Click Download Model in the model list to save the LoRA model file locally. Load it later in ComfyUI.

image

4.3 Use your LoRA model in a ComfyUI project

Place the downloaded LoRA model file in the directory of the ComfyUI project (such as models/loras), and you can then load the model and run inference in the ComfyUI interface.

5. Configure OSS CORS (optional)

If you upload your dataset as a compressed package, configure CORS rules for your OSS bucket. Without this, uploads may fail.

Procedure:

  1. Log on to the Object Storage Service OSS console.

  2. Select your bucket. Go to Data Security > CORS Settings.

  3. Click Create Rule. Use these recommended values:

    Configuration item

    Recommended value

    Source

    *.devsapp.net (replace with your actual domain)

    Allowed Methods

    GET, POST, PUT, DELETE, HEAD

    Allowed Headers

    *

    Exposed Headers

    ETag

    Cache time

    0

  4. Save the rule.

Summary

A complete LoRA training workflow includes:

  1. Create a project: In the FunArt console, create a LoRA training project. Select GPU specs and complete deployment.

  2. Prepare data: Label your dataset correctly. Use consistent image dimensions and aspect ratios. Use at least 10 images. For best results, use 15–30.

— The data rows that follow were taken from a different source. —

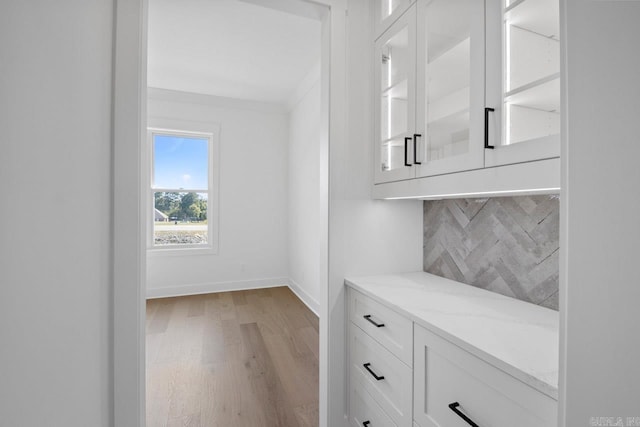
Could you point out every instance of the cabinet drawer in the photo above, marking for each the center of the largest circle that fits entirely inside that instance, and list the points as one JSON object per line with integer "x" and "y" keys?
{"x": 364, "y": 411}
{"x": 397, "y": 333}
{"x": 378, "y": 372}
{"x": 445, "y": 374}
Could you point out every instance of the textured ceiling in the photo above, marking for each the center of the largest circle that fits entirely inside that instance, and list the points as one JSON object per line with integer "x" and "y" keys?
{"x": 229, "y": 48}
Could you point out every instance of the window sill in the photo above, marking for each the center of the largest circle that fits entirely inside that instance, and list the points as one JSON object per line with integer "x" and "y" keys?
{"x": 181, "y": 251}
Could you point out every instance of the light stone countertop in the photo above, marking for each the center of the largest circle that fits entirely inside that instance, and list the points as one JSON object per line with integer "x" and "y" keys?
{"x": 517, "y": 337}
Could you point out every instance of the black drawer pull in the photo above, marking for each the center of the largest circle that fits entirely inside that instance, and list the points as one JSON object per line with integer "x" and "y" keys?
{"x": 415, "y": 148}
{"x": 378, "y": 378}
{"x": 368, "y": 317}
{"x": 454, "y": 407}
{"x": 406, "y": 150}
{"x": 486, "y": 127}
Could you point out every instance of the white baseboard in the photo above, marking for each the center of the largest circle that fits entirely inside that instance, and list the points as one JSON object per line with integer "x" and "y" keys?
{"x": 304, "y": 296}
{"x": 206, "y": 288}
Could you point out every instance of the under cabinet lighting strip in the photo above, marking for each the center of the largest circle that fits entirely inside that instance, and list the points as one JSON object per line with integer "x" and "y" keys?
{"x": 478, "y": 194}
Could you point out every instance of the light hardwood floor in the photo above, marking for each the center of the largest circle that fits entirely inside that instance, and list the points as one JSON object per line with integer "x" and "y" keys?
{"x": 245, "y": 359}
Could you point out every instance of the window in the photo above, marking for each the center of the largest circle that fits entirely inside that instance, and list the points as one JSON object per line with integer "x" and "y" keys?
{"x": 181, "y": 195}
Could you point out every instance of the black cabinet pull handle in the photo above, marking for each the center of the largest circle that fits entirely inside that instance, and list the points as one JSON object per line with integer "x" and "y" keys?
{"x": 415, "y": 148}
{"x": 368, "y": 318}
{"x": 486, "y": 127}
{"x": 454, "y": 407}
{"x": 378, "y": 378}
{"x": 406, "y": 150}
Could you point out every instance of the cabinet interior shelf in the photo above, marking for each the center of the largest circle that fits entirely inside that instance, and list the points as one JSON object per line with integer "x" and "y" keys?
{"x": 398, "y": 90}
{"x": 539, "y": 16}
{"x": 543, "y": 94}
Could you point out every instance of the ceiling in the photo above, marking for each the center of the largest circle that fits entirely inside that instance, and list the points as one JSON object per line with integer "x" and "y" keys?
{"x": 230, "y": 48}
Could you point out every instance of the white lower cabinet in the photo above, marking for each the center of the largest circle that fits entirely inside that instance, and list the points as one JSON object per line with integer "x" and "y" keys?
{"x": 453, "y": 388}
{"x": 442, "y": 386}
{"x": 364, "y": 411}
{"x": 376, "y": 371}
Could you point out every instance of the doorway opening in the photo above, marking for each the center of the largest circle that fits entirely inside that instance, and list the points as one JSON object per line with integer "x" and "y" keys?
{"x": 224, "y": 337}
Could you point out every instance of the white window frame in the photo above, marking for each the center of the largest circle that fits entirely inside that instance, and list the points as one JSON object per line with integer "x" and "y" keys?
{"x": 211, "y": 134}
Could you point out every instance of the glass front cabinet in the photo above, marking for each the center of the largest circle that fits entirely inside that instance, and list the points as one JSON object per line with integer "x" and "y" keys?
{"x": 466, "y": 84}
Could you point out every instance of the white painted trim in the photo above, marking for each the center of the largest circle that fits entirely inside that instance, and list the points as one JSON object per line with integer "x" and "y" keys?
{"x": 129, "y": 261}
{"x": 305, "y": 297}
{"x": 214, "y": 101}
{"x": 212, "y": 287}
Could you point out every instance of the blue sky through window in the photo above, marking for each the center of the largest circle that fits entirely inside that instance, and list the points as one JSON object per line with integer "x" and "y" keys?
{"x": 180, "y": 162}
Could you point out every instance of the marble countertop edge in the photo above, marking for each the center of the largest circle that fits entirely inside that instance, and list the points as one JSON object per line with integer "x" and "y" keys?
{"x": 543, "y": 380}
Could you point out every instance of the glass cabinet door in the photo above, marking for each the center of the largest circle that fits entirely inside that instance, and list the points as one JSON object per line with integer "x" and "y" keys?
{"x": 395, "y": 99}
{"x": 450, "y": 84}
{"x": 387, "y": 11}
{"x": 524, "y": 84}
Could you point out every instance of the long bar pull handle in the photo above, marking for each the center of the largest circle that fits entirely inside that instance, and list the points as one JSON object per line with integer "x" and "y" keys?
{"x": 368, "y": 319}
{"x": 454, "y": 407}
{"x": 415, "y": 148}
{"x": 376, "y": 376}
{"x": 406, "y": 150}
{"x": 487, "y": 110}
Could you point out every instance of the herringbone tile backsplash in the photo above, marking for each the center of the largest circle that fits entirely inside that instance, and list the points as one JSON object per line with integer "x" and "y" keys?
{"x": 507, "y": 245}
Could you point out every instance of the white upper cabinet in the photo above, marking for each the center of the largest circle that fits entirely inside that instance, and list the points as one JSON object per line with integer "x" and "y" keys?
{"x": 464, "y": 85}
{"x": 395, "y": 100}
{"x": 523, "y": 80}
{"x": 386, "y": 12}
{"x": 450, "y": 84}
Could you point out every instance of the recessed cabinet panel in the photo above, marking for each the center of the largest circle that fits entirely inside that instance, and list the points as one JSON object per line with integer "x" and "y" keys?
{"x": 523, "y": 80}
{"x": 364, "y": 411}
{"x": 395, "y": 99}
{"x": 450, "y": 383}
{"x": 382, "y": 375}
{"x": 450, "y": 83}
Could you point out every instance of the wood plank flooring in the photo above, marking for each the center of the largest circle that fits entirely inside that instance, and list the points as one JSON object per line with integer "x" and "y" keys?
{"x": 232, "y": 359}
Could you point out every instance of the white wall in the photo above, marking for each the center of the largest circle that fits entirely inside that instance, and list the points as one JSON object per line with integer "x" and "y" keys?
{"x": 253, "y": 217}
{"x": 600, "y": 228}
{"x": 365, "y": 236}
{"x": 56, "y": 235}
{"x": 304, "y": 191}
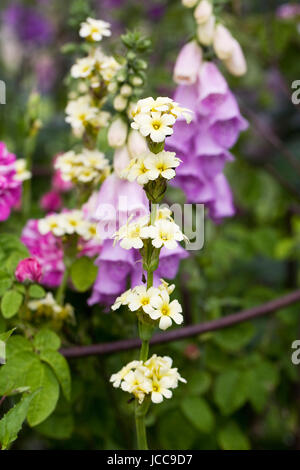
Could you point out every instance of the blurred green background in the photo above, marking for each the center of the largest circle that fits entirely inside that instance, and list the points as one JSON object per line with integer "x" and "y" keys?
{"x": 243, "y": 390}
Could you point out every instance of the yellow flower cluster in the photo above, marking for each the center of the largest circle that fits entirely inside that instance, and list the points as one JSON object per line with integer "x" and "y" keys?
{"x": 88, "y": 166}
{"x": 155, "y": 378}
{"x": 68, "y": 223}
{"x": 154, "y": 302}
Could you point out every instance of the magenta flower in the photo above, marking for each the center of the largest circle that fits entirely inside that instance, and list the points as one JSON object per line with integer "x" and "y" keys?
{"x": 10, "y": 188}
{"x": 51, "y": 202}
{"x": 29, "y": 269}
{"x": 203, "y": 146}
{"x": 47, "y": 249}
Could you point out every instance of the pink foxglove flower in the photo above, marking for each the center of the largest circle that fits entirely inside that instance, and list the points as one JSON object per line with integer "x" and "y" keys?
{"x": 188, "y": 64}
{"x": 203, "y": 146}
{"x": 47, "y": 249}
{"x": 10, "y": 186}
{"x": 29, "y": 269}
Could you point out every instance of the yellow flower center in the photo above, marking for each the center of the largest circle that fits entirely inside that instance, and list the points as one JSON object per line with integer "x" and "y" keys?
{"x": 164, "y": 236}
{"x": 156, "y": 125}
{"x": 165, "y": 310}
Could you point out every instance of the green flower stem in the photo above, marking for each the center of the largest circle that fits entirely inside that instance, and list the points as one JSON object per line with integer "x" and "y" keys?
{"x": 60, "y": 294}
{"x": 145, "y": 333}
{"x": 29, "y": 150}
{"x": 140, "y": 413}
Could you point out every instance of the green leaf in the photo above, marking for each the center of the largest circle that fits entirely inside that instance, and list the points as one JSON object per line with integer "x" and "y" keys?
{"x": 232, "y": 438}
{"x": 83, "y": 273}
{"x": 17, "y": 344}
{"x": 57, "y": 426}
{"x": 46, "y": 339}
{"x": 61, "y": 369}
{"x": 36, "y": 292}
{"x": 40, "y": 377}
{"x": 11, "y": 423}
{"x": 11, "y": 243}
{"x": 4, "y": 336}
{"x": 5, "y": 282}
{"x": 13, "y": 374}
{"x": 231, "y": 391}
{"x": 198, "y": 412}
{"x": 11, "y": 303}
{"x": 198, "y": 383}
{"x": 261, "y": 381}
{"x": 233, "y": 339}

  3. Start training: Choose a base model and set parameters (LoRA model name, trigger word, etc.). Upload or select your dataset. Then start training.

  4. Manage models: In Training Management, check job status. In Model Management, download your LoRA model.

  5. Use in ComfyUI: Place the LoRA file in the ComfyUI models/lora folder. Build your workflow using nodes such as Load Checkpoint and LoRA Loader. Use the trigger word in your prompt for inference.